How To Stop a Running Toilet

Hearing your toilet flush when no one has been in the bathroom in a long time might be disturbing. Rather than supposing a mysterious pooper is to blame, it may be time to learn how to stop a running toilet.
Fortunately, there are alternatives to hiring a plumber to fix a leaky toilet and save up to 200 gallons of water daily. So let's learn how to do it.
If any toilet parts need to be replaced during this repair, choose suitable parts to prevent causing more problems. In addition, new items are inexpensive and can save you money on water costs in the future.

Causes of a Running Toilet

Let's look at the most common reasons why a toilet keeps running. Here's a rundown of what we'll be looking into:
  • The chain's length
  • A faulty flapper on the flush valve
  • Raise or lower the water level
  • A poor float
  • Toilet’s lift arm is bent
  • The fill valve must be removed

How to Stop a Running Toilet

Get prepared and start collecting your tools. Such tools and materials will come in handy like fill valve replacement, replacement hardware for toilets, rubber gloves, cutting pliers, and a multi-bit screwdriver.

1- Examine the Filling Tube

When your tube is detached, it causes a weak flush or a nearly empty bowl. If the water stream of your toilet flushing doesn’t reach the water tube, you will notice this issue. Here is what you need to do:
  • Join the fill tube and the fill valve.
  • Firmly push both sections together to secure the connection.
  • While the fill tube distributes water into the toilet's overflow tube, keep it approximately an inch above the tip of the overflow tube.
  • Pull the toilet lever and watch the water flow to see if it moves toward the toilet overflow tube.

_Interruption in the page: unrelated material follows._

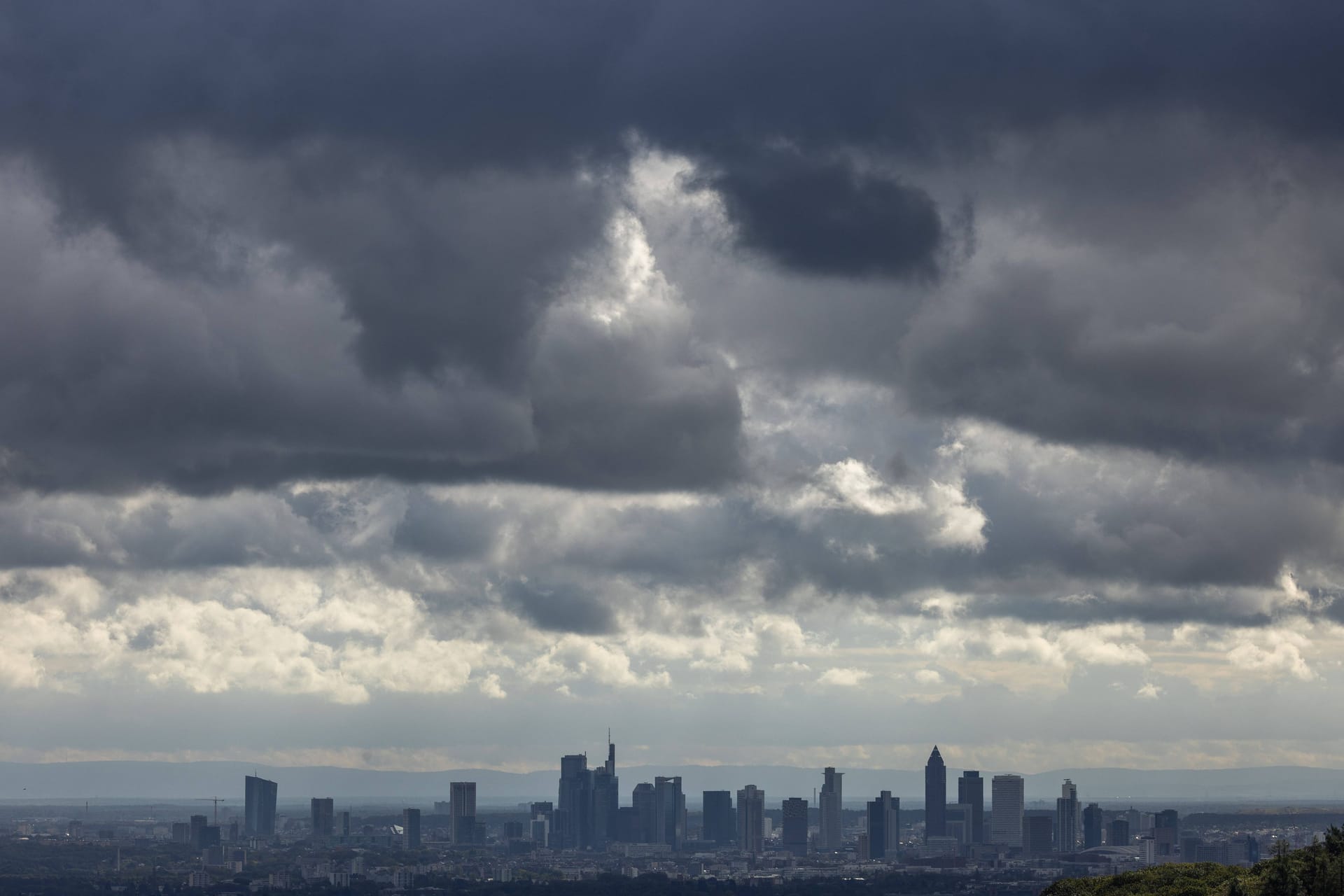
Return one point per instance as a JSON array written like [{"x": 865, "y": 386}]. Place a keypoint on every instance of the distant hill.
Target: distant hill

2- Adjust the Float to Alter the Fill Height

The float is the plastic piece on the fill valve that’s cup-like and indicates the valve when the water level is correct.
If it is adjusted too high, water enters the overflow tube and continues to flow. If it is set too low, the flapper will remain open.
Find the level spot in the tank's inside. Mark this location on the toilet's overflow tube so you can find it immediately. If you can't find it, mark it one inch away from the overflow tube.
To flush the toilet, pull on the toilet handle. Check to see whether the water level increases and then pause at the mark. And if it doesn't, and the toilet keeps flowing, adjust the float using the connecting rod, clip, or screw. If you're dealing with a vintage toilet, bend the metal rod that's attached to it to adjust the float.

3- Change the Flapper Chain/Flush Handle

The most common cause of a running toilet is a worn-out flapper that has to be changed. When flappers get older, they don't seal properly, allowing water to travel from the storage tank into the toilet repeatedly.
While you inspect other tank pieces without draining them, examining the flapper will need emptying it. Turn off the water entering the toilet with the shut-off valve. Typically a few rotations to the right until resistance are felt, then flush.
The tank will leak into the bowl without refilling if there is no water source. Remove any residual water from the tank, and then inspect the flapper. You should replace the flapper if its rubber seal is broken or not seated properly. Simply unclip the old flapper from the flush rod chain and overflow tube to remove it.
You can ask for help at a hardware shop to replace your old flapper, or you can order a one-size-fits-all flapper from any online retailer.
When it comes, repair the replacement device and ensure that it functions properly. Then, reconnect the chain and the sides to the pins to attach the new one. After you've finished installing it, test it.

4- How to Replace a Toilet’s Tilted Lift Arm

This is more suited to toilets with a ball-float system. However, there are times when the lift arm bends, causing the ball to drop lower than it should, possibly half submerged.
You have three options:
  • Using your hands, bend the arm back into position.
  • Replace the bent rod.
  • Replace the float and fill valve with a float cup and an updated fill valve.

5- Everything Should Be Replaced but the Toilet

If the toilet continues running after you've followed these procedures, there's an issue somewhere in the flush system. The simplest solution is to replace the flapper, fill valve, and any associated parts.
This isn’t a tough task. Universal flush repair kits are available at hardware stores for about $15 and are simple to install if you follow the provided instructions.
The only drawback is that you'll need to remove the tank off the toilet to seat the new flapper properly and guarantee a tighter seal between the waterline and the fill valve.
If your toilet keeps running after changing out the flush parts, you'll need to call a plumber. However, in most cases, one or more of the methods listed above will be enough to fix the issues.

Conclusion

While a running toilet may appear to be a small inconvenience, it results in water waste and expensive utility costs. Now that we've gone over how to stop a running toilet, you can easily fix it on your own.
Replacing defective components and chain adjustments are some of the steps you can take on your own.
Fixing a running toilet yourself may save you money and stress thanks to the low-cost materials, easy solutions, and how little time it takes. So break a leg, end the problem of the flowing water, and get it over with.